While criticised for not representing women doctors when it began, the BPA quickly became supportive of all its members. June Lloyd became the first female President in 1988 and was instrumental in the BPA becoming a Royal College. She features as a supporter of the Royal College of Paediatrics and Child Health’s coat of arms, which was designed in 1997 following the BPA becoming a Royal College, and is recognisable wearing modern academic dress and holding a rod with a double stranded helix representing the importance of science and genetics to advances in child health. It is one of few coats of arms to include a woman. 

Painted design of the RCPCH Coat of Arms featuring June Lloyd, 1997 [archive reference: RCPCH/009/001/014]
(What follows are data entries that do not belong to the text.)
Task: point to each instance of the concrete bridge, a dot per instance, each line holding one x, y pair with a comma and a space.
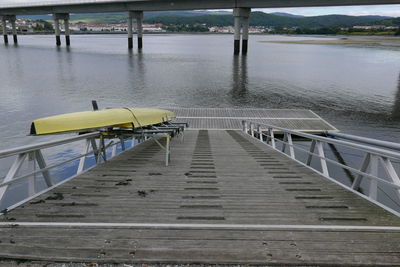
135, 9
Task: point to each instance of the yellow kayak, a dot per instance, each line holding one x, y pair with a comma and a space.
127, 118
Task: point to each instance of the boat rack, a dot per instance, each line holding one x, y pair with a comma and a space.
96, 146
156, 132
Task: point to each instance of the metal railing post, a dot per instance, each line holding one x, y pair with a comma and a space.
42, 165
82, 161
271, 134
260, 133
363, 168
310, 155
12, 172
32, 181
321, 153
373, 184
291, 148
167, 150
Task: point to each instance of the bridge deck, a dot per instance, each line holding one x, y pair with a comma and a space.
218, 186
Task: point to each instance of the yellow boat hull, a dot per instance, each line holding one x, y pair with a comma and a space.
127, 118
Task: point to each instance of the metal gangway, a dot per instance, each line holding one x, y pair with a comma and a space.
261, 194
377, 172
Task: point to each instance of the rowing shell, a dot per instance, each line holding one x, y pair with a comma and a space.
126, 118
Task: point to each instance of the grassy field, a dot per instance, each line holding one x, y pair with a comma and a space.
370, 41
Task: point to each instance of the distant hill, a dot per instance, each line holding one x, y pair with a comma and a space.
225, 18
263, 19
282, 14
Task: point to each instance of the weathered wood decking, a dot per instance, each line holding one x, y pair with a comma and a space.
228, 118
218, 201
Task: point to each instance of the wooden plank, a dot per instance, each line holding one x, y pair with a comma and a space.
252, 184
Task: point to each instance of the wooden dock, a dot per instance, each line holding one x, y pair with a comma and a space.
224, 199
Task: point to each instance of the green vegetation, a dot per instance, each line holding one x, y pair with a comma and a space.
43, 26
186, 28
270, 20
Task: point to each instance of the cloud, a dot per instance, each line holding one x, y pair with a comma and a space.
382, 10
387, 10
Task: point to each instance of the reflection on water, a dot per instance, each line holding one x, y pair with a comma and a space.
40, 80
396, 106
239, 78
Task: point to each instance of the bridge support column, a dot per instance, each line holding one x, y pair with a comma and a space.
14, 29
139, 28
67, 31
236, 42
57, 30
57, 17
245, 34
130, 30
5, 34
241, 21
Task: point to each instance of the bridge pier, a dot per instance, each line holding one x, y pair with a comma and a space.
138, 16
57, 30
139, 28
130, 30
57, 17
4, 25
241, 16
14, 29
67, 31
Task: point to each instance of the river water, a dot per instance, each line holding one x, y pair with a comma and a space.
356, 88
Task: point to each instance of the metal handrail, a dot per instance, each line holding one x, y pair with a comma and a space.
43, 145
377, 151
35, 152
340, 164
365, 140
370, 165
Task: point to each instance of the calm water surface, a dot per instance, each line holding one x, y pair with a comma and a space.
354, 88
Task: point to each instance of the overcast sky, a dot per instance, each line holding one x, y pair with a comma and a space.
383, 10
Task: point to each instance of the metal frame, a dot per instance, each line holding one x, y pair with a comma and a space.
375, 157
95, 145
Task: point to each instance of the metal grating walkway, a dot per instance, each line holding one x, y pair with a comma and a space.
223, 199
227, 118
Despite its late acceptance of female paediatricians, support and acceptance grew quickly and today, over 60% of the RCPCH’s 19,000 members are women. Today, the College offers support to all its members throughout their careers, and both male and female paediatricians take up flexible working and less than full time training. But even in 2019, gender equality is very much a work in progress.

We continue to examine what we as a College can do to encourage more women to apply for high-level positions on Council and Committees. Much has been achieved in the past 75 years, but events like International Women’s Day remind us that we should never be complacent!